9.Compute a 95% confidence interval for the population mean based on the sample of numbers 21,28,33,34,25,26, and 135. Find the lower and upper limits of the interval

a. lower 15.449 upper 67.174

b. lower 20.492 upper 40.876

c. lower 18.925 upper 50.741

d. lower 5.449 upper 80.837

10.Change the last value to 27 and re-compute the confidence interval, the numbers are now 21,28,33,34,25,26, and 27

a. lower 3.52 upper 41.929

b. lower 23.52 upper 31.909

c. lower 22.32 upper 35.861

d. lower 19.73 upper 51.994

11.What is an outlier and how does it affect the confidence interval

a. an outlier stretches the interval because it increases the standard deviation

b. an outlier compacts the interval because it increase the standard deviation

c. an outlier stretches the interval because it decrease the standard deviation

d. an outlier compacts the interval because it decrease the standard deviation

HINT: an outlier is a value that is inconsistent with the rest of the data usually defined as a value that is more than 1.5 times the interquartile range larger than Q3 or smaller than Q1.
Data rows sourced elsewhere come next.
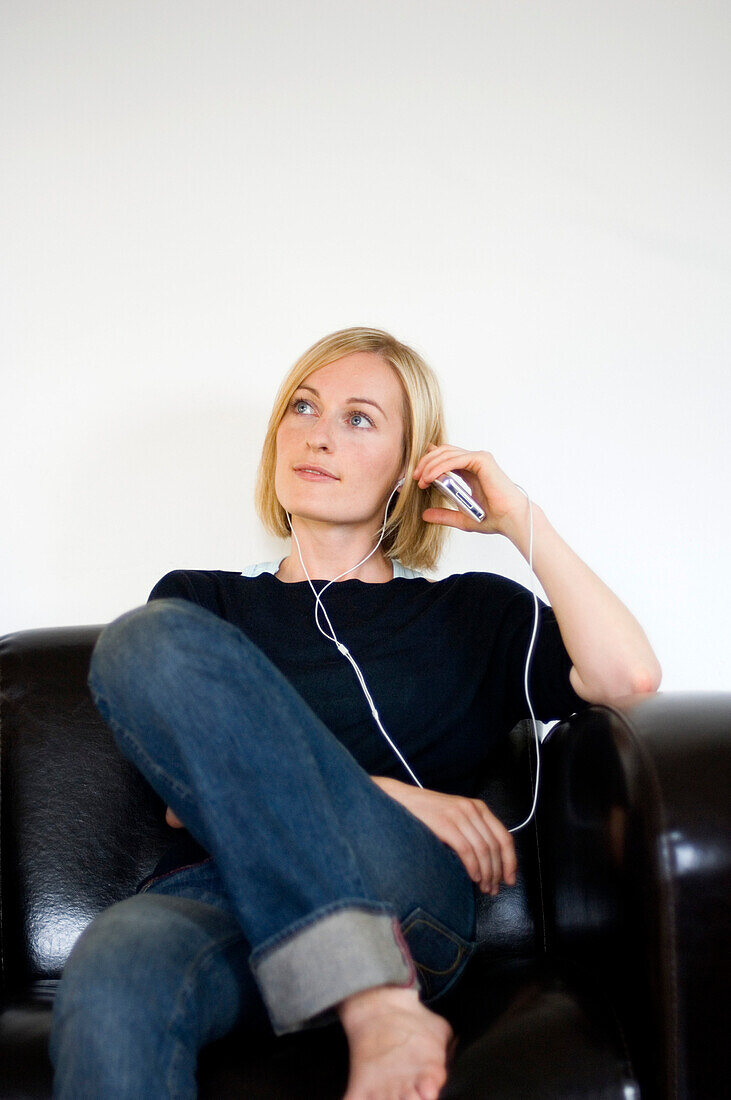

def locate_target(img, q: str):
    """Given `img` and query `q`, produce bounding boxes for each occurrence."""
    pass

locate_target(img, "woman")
[51,328,661,1100]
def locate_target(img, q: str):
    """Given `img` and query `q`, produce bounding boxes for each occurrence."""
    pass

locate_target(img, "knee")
[88,598,204,696]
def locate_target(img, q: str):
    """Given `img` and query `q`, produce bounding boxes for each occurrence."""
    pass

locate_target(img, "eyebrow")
[295,386,388,420]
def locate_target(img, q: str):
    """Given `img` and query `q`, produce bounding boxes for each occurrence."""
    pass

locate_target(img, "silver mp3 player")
[432,470,485,524]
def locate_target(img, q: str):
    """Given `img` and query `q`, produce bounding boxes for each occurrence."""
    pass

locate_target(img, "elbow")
[629,661,663,695]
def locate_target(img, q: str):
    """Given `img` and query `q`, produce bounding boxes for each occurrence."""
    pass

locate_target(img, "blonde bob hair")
[255,328,448,571]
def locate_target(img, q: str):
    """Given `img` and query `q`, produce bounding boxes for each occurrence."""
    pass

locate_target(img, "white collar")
[241,558,424,581]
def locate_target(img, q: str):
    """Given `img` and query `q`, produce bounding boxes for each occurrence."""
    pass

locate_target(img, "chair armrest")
[539,693,731,1098]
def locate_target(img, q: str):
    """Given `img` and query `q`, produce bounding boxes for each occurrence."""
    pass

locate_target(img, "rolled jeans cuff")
[248,899,421,1035]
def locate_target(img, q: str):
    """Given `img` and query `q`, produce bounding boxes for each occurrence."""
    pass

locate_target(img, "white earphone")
[286,477,541,833]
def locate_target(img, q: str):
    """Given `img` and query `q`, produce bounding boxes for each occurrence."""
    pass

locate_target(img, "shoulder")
[148,569,241,602]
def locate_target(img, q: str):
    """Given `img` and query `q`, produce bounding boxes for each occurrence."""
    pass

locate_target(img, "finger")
[414,447,470,488]
[421,508,479,531]
[478,800,518,886]
[446,820,492,889]
[450,802,502,893]
[412,443,470,476]
[459,799,510,892]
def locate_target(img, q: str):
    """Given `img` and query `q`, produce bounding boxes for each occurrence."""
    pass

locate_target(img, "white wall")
[0,0,731,691]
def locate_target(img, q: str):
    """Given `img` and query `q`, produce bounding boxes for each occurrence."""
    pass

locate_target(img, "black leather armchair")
[0,627,731,1100]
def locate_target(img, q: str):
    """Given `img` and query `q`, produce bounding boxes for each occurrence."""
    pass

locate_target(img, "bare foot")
[337,986,455,1100]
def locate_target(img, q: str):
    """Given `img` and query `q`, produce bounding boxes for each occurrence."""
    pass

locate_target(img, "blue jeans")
[51,600,478,1100]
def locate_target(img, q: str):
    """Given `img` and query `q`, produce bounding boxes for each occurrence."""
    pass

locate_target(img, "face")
[275,352,405,529]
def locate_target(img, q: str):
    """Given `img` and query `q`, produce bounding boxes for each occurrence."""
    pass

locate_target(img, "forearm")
[502,499,662,703]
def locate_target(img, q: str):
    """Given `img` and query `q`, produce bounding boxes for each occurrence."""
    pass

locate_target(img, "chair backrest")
[0,626,543,996]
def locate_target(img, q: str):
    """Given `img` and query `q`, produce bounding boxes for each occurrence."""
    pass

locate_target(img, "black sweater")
[138,570,589,875]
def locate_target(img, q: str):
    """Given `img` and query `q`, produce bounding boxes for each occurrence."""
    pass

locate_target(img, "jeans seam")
[137,856,213,893]
[250,898,400,963]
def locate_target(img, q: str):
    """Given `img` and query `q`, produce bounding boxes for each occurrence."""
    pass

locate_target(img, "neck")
[277,516,394,584]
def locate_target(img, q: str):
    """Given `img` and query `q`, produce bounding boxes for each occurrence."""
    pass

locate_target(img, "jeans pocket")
[135,856,214,895]
[401,906,477,1002]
12.A sample of 25 students enrolled in the university indicates x(bar) = $315.40 and s=$43.20. Using a significance level of 0.1, what are the boundaries of the confidence interval

a. 302.438 - 326.184

b. 300.618-330.182

c. 297.485-327-820

d. 282.271-338.475

13.A sample of 25 students enrolled in the university indicates that x(bar) = $315.40 and s=$43.20. A mean is not a confidence interval is rejected by the confidence interval and we say the evidence against the mean is significant. at the 0.10 level of significance, is there evidence against mean $300

a. no because 300 is below the lower limit of the confidence interval

b. yes because 300 is below the lower limit of the confidence interval

c. no because 300 is in the confidence interval

d. yes because 300 is in the confidence interval

14.A sample of 25 students enrolled in the university indicated that x(bar)=$315.40 and s=$75 (note the sample standard deviation is different from the first part). A mean that is ina. confidence is not rejected by the confidence interval and we say the evidence against the mean is not significant. At the 0.05 level of significance, is there evidence against the mean $300?

a. no because 300 is below the lower limit confidence interval

b. yes because 300 is below the lower limit confidence interval

c. no because 300 is in the confidence interval

d. yes because 300 is in the confidence interval

15.Explain the difference between parts A and C. In both parts we asked whether or not the evidence that the population mean was over $400.

In part A x(bar)=$315.40 s=$43.20, sample size=25

In part C x(bar)= $315.40, s=$75, sample size =25

a.the larger mean adds uncertainty in the sample, the same may have outliers

b.the smaller means adds uncertainty in the sample, the sample may have outliers

c. the larger standard deviation adds uncertainty in the sample, the same may have had outliers

d. the smaller standard deviation adds uncertainty in the sample, the sample may have had outliers.